I am having great fun working on my Smalltalk VM. I spent the last few weeks mainly on implementing a compacting garbage collector. There have been some nice additions to the class library, including the Set, Dictionary, and System classes.What’s been particularly pleasing to me personally is that certain benchmarks have come out very fast, faster than Python or Ruby.
fibonacci self <= 2 ifTrue: [^ 1] ifFalse: [^ (self - 2) fibonacci + (self - 1) fibonacci].
The naive recursive fibonacci function isn’t a very exemplary benchmark. Nevertheless, I am advertising the results here because I think its a good start. In my opinion, the fibonacci function does at least give a good benchmark for method invocation performance (i.e changing the current context or activation record of an interpreter). The benchmarks below are all based on calculating the 32nd fibonacci number. I assume that the Python and Ruby binaries are compiled using the optimal CFLAGS. If that’s not the case, then I guess Ubuntu has a bit of a problem.
Squeak Smalltalk: 0.427s
The winner, Squeak. I can’t reason about why its faster than Panda. I suspect squeak’s context management scheme is slightly more optimized at the moment.
Panda Smalltalk: 0.67s
Yes, that’s my VM! coming a respectable second. As I stated above, there’s still work to be done on context management. The executable was compiled using “-g -O3 -fomit-frame-pointer”.

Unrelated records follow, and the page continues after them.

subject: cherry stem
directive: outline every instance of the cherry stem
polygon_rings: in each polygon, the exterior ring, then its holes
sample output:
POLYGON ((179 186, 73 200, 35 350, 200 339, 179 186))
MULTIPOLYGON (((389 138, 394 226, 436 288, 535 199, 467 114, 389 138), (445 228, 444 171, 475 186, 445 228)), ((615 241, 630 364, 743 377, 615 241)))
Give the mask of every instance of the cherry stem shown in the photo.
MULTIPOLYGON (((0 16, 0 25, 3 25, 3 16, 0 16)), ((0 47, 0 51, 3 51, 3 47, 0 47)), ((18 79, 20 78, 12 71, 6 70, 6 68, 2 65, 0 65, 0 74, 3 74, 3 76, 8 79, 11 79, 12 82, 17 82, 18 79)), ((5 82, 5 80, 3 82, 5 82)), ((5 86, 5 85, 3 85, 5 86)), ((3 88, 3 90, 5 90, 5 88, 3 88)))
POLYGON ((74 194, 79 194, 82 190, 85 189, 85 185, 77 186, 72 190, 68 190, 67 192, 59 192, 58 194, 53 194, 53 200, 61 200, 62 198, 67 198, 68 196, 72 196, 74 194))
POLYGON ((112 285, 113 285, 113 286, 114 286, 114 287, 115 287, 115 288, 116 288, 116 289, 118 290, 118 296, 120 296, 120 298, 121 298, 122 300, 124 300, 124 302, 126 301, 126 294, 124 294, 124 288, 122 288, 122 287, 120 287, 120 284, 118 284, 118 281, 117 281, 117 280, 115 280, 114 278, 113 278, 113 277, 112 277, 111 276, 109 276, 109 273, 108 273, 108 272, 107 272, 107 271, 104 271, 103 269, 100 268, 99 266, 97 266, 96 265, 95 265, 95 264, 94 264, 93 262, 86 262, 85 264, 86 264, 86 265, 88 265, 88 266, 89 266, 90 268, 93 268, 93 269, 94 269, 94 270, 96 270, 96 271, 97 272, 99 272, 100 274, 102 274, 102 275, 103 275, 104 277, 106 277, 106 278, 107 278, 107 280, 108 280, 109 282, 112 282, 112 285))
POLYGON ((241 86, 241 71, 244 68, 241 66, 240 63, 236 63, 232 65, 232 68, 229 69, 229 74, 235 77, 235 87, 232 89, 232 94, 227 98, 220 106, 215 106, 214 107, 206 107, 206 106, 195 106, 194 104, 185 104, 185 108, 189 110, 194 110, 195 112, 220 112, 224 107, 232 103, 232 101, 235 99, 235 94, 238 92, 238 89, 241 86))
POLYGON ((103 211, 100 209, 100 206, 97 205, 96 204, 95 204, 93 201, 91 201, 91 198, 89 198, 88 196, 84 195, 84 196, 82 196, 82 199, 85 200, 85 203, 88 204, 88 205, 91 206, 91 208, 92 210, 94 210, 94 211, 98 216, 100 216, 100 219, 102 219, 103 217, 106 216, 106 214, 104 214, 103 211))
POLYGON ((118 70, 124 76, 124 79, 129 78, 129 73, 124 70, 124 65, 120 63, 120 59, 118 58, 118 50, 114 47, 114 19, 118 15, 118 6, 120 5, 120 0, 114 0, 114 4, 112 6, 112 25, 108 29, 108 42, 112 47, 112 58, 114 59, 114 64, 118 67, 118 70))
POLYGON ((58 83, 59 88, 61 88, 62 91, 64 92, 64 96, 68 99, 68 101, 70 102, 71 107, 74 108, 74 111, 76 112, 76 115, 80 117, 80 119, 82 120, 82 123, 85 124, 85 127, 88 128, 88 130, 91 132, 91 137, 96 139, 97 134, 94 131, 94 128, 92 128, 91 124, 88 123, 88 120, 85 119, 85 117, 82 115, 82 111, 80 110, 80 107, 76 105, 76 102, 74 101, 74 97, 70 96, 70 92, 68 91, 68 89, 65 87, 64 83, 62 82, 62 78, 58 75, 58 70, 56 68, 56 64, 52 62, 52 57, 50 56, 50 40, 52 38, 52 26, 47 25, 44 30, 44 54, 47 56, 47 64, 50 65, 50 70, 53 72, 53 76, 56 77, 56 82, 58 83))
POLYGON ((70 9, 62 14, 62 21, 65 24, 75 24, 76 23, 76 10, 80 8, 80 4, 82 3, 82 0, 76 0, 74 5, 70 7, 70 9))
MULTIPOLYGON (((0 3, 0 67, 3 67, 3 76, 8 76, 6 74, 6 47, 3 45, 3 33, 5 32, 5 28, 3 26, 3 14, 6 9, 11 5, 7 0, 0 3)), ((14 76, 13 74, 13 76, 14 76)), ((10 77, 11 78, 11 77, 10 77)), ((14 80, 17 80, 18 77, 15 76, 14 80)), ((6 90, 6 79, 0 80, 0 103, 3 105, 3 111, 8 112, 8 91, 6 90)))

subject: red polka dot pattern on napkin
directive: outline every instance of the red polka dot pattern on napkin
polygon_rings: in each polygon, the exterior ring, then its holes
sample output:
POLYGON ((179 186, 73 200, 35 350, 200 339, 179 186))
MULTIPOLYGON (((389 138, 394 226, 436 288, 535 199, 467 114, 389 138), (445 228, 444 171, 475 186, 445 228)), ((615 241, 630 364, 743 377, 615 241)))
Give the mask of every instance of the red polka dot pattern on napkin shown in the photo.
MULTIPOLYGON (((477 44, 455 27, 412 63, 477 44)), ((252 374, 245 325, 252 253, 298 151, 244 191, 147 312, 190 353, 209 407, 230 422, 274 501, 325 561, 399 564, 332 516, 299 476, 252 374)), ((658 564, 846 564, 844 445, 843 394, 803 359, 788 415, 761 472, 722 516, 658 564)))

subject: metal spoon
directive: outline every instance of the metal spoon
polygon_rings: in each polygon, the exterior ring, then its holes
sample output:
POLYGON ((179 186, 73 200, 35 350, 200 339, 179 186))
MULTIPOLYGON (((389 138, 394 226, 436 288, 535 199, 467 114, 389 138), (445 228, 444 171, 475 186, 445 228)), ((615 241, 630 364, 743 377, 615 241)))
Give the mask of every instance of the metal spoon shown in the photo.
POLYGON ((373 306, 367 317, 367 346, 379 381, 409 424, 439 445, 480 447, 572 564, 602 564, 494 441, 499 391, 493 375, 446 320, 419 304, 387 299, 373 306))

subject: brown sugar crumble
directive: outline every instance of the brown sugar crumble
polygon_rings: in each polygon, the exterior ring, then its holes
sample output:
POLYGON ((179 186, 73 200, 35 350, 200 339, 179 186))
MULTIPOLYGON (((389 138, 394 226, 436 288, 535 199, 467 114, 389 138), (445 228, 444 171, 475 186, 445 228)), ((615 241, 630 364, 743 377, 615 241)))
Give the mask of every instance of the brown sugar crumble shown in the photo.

Python has a bytecode interpreter and uses the C stack to store activation records. So its context management is probably an order of magnitude faster than Panda. I suspect the python is slower as it allocates an actual object for each integer. In Panda, integers are just stuffed into pointers, which are then tagged in the two low-order bits so that the interpreter can differentiate between normal objects and integers.
No excuse. This gives dynamic languages a bad name. I suspect the main performance killer here is that Ruby’s execution model is based upon an abstract syntax tree rather than bytecodes. The problem with AST’s is that the nodes are spread throughout the heap, reducing locality. A lot of indirect memory references are required during execution, which slows things down. Hopefully Rubinius or JRuby will improve matters since they include bytecode interpreters.